Appeals Court Upholds Dismissal of Torture Case
This article is from the archive of The New York Sun before the launch of its new website in 2022. The Sun has neither altered nor updated such articles but will seek to correct any errors, mis-categorizations or other problems introduced during transfer.
A federal appellate court has ruled that a Canadian man who says American officials sent him to Syria to be tortured cannot sue America.
Maher Arar, a native of Syria, was on an American terror watch list because Canadian law enforcement officials had told their American counterparts that they believed Mr. Arar had ties to Al Qaeda, according to a report by a Canadian commission that investigated Mr. Arar’s case.
Immigration officials detained Mr. Arar at John F. Kennedy International Airport in 2002. Mr. Arar was then forcibly transported to Syria, where he says he was held in a small cell and beaten repeatedly. Syria released him in 2003.

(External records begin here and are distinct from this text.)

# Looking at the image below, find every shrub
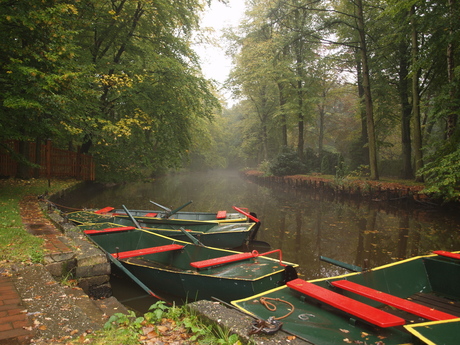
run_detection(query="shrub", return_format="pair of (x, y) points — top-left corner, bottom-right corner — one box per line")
(270, 148), (307, 176)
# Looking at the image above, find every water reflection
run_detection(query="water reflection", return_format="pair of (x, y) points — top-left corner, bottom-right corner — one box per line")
(56, 171), (460, 298)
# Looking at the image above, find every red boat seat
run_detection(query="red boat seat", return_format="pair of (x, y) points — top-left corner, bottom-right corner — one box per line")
(83, 226), (136, 235)
(216, 211), (227, 219)
(331, 280), (457, 321)
(286, 278), (406, 328)
(190, 253), (254, 269)
(94, 207), (114, 214)
(111, 244), (184, 259)
(433, 250), (460, 260)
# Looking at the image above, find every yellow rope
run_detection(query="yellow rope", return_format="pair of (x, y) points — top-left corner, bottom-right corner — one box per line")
(259, 297), (295, 320)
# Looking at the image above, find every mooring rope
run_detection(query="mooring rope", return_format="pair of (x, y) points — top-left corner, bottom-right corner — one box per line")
(44, 199), (84, 211)
(259, 297), (295, 320)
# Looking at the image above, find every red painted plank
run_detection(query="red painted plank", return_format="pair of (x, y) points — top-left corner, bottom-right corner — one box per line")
(190, 253), (254, 268)
(83, 226), (136, 235)
(216, 211), (227, 219)
(94, 207), (114, 214)
(286, 279), (406, 328)
(331, 280), (457, 321)
(111, 244), (184, 259)
(433, 250), (460, 260)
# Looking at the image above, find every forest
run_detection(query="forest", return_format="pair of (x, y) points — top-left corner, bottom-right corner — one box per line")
(0, 0), (460, 200)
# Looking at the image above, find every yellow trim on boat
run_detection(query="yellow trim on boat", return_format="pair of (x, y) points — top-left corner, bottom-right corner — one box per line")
(404, 318), (460, 345)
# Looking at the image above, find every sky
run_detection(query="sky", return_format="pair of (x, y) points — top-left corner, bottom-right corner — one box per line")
(194, 0), (245, 103)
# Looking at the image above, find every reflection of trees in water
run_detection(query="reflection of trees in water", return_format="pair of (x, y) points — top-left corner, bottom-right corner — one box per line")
(56, 172), (460, 279)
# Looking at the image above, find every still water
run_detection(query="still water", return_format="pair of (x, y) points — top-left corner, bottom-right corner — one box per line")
(55, 171), (460, 306)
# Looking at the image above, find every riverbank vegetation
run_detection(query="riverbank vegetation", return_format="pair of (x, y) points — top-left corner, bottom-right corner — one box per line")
(0, 179), (248, 345)
(0, 0), (460, 201)
(0, 179), (76, 264)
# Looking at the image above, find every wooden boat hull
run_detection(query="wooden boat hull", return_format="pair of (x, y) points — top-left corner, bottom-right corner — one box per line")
(67, 210), (248, 224)
(83, 229), (297, 301)
(232, 251), (460, 345)
(112, 209), (248, 223)
(79, 218), (260, 248)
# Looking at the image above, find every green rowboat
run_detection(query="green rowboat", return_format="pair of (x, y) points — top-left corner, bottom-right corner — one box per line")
(85, 229), (297, 301)
(404, 318), (460, 345)
(66, 206), (258, 224)
(79, 217), (260, 248)
(232, 251), (460, 345)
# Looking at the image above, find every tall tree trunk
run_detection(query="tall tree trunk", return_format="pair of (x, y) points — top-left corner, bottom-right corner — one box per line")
(356, 0), (379, 180)
(356, 49), (369, 165)
(410, 6), (423, 182)
(278, 82), (288, 147)
(446, 0), (458, 139)
(297, 81), (305, 160)
(398, 38), (414, 179)
(16, 140), (30, 180)
(318, 100), (326, 164)
(34, 138), (42, 178)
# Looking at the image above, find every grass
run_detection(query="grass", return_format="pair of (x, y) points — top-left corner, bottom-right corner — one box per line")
(70, 301), (255, 345)
(0, 179), (252, 345)
(0, 179), (77, 264)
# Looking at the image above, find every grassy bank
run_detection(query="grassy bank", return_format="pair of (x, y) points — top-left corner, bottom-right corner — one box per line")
(0, 179), (78, 264)
(0, 179), (252, 345)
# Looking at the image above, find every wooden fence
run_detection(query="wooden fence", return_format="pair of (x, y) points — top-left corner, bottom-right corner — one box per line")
(0, 140), (96, 181)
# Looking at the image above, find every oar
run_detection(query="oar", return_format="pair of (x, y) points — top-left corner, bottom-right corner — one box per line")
(121, 205), (141, 229)
(83, 232), (165, 301)
(107, 249), (165, 301)
(150, 200), (171, 212)
(232, 206), (260, 223)
(319, 256), (363, 272)
(166, 200), (193, 218)
(180, 227), (204, 247)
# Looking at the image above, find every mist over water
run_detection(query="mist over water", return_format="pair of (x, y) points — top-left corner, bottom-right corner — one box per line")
(54, 171), (460, 306)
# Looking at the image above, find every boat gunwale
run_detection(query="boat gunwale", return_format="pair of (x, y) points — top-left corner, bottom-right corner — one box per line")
(230, 251), (460, 325)
(78, 222), (256, 237)
(87, 227), (299, 282)
(403, 317), (460, 345)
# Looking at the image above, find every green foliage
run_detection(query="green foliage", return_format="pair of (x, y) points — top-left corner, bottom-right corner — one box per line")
(419, 144), (460, 202)
(270, 148), (307, 176)
(94, 301), (248, 345)
(0, 179), (76, 263)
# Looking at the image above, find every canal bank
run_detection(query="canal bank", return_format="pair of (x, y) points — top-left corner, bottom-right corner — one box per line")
(0, 192), (305, 345)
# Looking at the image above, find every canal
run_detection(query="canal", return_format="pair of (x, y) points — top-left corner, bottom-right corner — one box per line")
(55, 171), (460, 310)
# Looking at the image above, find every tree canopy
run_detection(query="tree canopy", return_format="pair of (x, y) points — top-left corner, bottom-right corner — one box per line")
(227, 0), (460, 199)
(0, 0), (220, 179)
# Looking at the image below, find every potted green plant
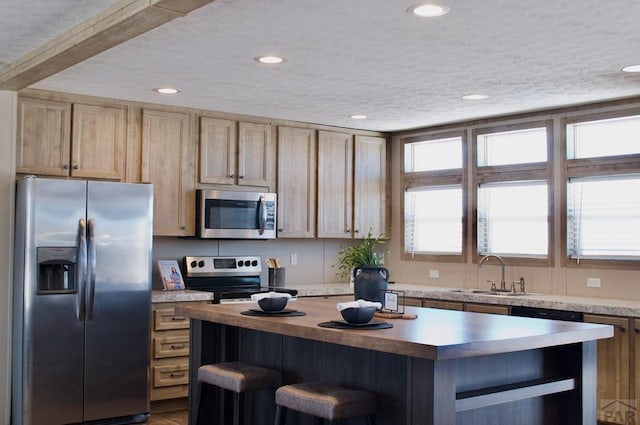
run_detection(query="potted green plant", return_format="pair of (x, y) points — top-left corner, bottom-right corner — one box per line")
(337, 229), (389, 302)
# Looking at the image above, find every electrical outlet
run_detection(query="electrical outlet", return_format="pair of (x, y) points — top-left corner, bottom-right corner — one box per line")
(587, 277), (600, 288)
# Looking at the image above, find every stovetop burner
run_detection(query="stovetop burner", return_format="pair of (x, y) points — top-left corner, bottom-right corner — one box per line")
(180, 256), (298, 303)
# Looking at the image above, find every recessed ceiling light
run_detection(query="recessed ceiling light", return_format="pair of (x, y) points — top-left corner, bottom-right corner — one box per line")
(462, 94), (489, 100)
(254, 56), (284, 65)
(153, 87), (180, 94)
(622, 65), (640, 72)
(407, 4), (451, 18)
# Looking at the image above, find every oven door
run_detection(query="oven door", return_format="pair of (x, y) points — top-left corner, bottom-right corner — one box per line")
(196, 190), (276, 239)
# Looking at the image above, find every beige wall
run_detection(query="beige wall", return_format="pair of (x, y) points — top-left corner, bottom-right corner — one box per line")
(0, 91), (16, 424)
(387, 105), (640, 300)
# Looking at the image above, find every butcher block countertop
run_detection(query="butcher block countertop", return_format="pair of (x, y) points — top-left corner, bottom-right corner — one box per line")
(176, 298), (613, 360)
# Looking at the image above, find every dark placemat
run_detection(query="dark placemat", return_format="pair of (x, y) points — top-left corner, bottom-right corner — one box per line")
(318, 320), (393, 329)
(240, 309), (307, 317)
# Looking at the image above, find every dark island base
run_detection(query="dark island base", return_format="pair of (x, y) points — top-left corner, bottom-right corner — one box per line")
(189, 320), (596, 425)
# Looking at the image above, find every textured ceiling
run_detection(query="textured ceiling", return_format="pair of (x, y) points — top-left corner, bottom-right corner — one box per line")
(0, 0), (640, 131)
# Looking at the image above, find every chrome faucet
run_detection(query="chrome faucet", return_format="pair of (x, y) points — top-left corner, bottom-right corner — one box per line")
(478, 254), (507, 291)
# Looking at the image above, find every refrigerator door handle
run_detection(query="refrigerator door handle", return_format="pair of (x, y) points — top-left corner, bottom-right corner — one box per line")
(76, 218), (87, 322)
(86, 219), (96, 320)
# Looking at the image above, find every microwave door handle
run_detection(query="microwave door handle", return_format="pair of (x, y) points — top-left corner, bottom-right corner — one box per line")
(258, 196), (267, 235)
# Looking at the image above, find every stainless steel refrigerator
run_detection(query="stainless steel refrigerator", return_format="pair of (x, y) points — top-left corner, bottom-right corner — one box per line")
(11, 176), (153, 425)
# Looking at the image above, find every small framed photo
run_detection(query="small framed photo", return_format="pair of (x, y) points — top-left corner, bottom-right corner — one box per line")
(380, 291), (404, 313)
(158, 260), (185, 291)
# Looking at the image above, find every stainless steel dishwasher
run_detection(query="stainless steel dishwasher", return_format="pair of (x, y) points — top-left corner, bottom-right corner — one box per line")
(511, 305), (584, 322)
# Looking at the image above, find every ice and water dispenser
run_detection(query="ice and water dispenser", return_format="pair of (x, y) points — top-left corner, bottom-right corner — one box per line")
(37, 247), (78, 295)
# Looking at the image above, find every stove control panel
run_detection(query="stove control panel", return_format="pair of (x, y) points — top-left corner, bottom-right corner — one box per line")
(184, 256), (262, 277)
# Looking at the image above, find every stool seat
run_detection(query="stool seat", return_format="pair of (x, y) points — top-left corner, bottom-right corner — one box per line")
(276, 382), (376, 420)
(198, 362), (282, 393)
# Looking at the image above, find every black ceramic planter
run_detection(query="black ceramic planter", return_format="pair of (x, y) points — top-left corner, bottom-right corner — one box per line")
(353, 267), (389, 303)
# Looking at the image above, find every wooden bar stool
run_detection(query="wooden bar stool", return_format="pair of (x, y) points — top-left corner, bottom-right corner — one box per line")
(275, 382), (376, 425)
(196, 362), (282, 425)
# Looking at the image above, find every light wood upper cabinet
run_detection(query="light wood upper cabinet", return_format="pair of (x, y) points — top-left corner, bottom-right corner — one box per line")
(16, 97), (71, 177)
(584, 314), (635, 424)
(199, 117), (238, 184)
(353, 136), (388, 238)
(317, 130), (353, 238)
(277, 127), (317, 238)
(71, 104), (127, 180)
(141, 109), (195, 236)
(238, 122), (275, 188)
(16, 98), (127, 180)
(198, 117), (275, 190)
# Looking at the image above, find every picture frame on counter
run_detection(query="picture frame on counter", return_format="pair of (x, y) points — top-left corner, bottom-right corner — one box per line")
(380, 290), (404, 314)
(157, 260), (185, 291)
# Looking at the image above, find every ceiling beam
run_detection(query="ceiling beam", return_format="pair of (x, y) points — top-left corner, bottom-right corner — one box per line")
(0, 0), (215, 91)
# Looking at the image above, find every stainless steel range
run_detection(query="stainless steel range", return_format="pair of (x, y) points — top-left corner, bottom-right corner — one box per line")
(180, 256), (298, 304)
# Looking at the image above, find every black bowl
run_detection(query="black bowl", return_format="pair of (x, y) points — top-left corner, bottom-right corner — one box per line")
(340, 307), (376, 325)
(258, 297), (289, 311)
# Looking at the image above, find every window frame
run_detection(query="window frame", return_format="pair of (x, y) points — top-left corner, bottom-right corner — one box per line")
(400, 129), (469, 263)
(558, 108), (640, 270)
(469, 119), (555, 267)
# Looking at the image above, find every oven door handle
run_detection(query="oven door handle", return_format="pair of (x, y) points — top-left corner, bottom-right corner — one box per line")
(258, 196), (267, 235)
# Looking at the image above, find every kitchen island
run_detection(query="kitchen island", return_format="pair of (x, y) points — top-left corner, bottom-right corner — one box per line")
(176, 299), (613, 425)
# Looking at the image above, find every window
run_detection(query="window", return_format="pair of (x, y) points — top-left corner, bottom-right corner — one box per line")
(404, 185), (463, 252)
(473, 121), (553, 266)
(567, 174), (640, 263)
(567, 115), (640, 159)
(477, 128), (547, 167)
(404, 137), (462, 173)
(477, 181), (549, 257)
(403, 132), (467, 262)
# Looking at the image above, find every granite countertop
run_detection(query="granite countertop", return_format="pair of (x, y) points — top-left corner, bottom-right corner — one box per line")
(152, 283), (640, 318)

The Canadian commission subsequently found that Mr. Arar poses no security threat; in compensation, Canada has paid him close to $11 million.
Mr. Arar’s lawsuit against America, which accuses the country of outsourcing torture, was first dismissed in 2006 by a federal judge in Brooklyn. Yesterday, the 2nd U.S. Circuit Court of Appeals affirmed the dismissal.
In a statement forwarded by his lawyers at the Center for Constitutional Rights, Mr. Arar called the ruling “outrageous,” adding: “It basically legitimizes what was done to me, and permits the government to use immigration law as a disguise to send people to torture without regard for due process.”
The majority opinion, written by Judge José Cabranes, concluded that Congress has not allowed “inadmissible aliens” to sue American officials for making decisions leading to their deportation. Mr. Arar’s suit names former top Bush administration officials, including Attorney General Ashcroft, as well as the current FBI director, Robert Mueller, as defendants.
In a dissent, Judge Robert Sack said the majority was mistakenly treating Mr. Arar’s suit as an ordinary immigration case.
The majority, Judge Sack wrote, mischaracterized it “as an immigration case, when it is in fact about forbidden tactics allegedly employed by United States law enforcement officers in a terrorism inquiry.”
But Judge Cabranes, who was joined by Judge Joseph McLaughlin, said there was no basis in the law for letting the case go forward.
“Whatever the emotive force of the dissent’s characterization of the complaint, we cannot disfigure the judicial function to satisfy personal indignation,” the majority wrote.
A spokesman for the Justice Department, Charles Miller, said in a statement that Mr. Arar’s deportation was lawful. “The U.S. government received assurances from Syria that he would not be tortured,” he said.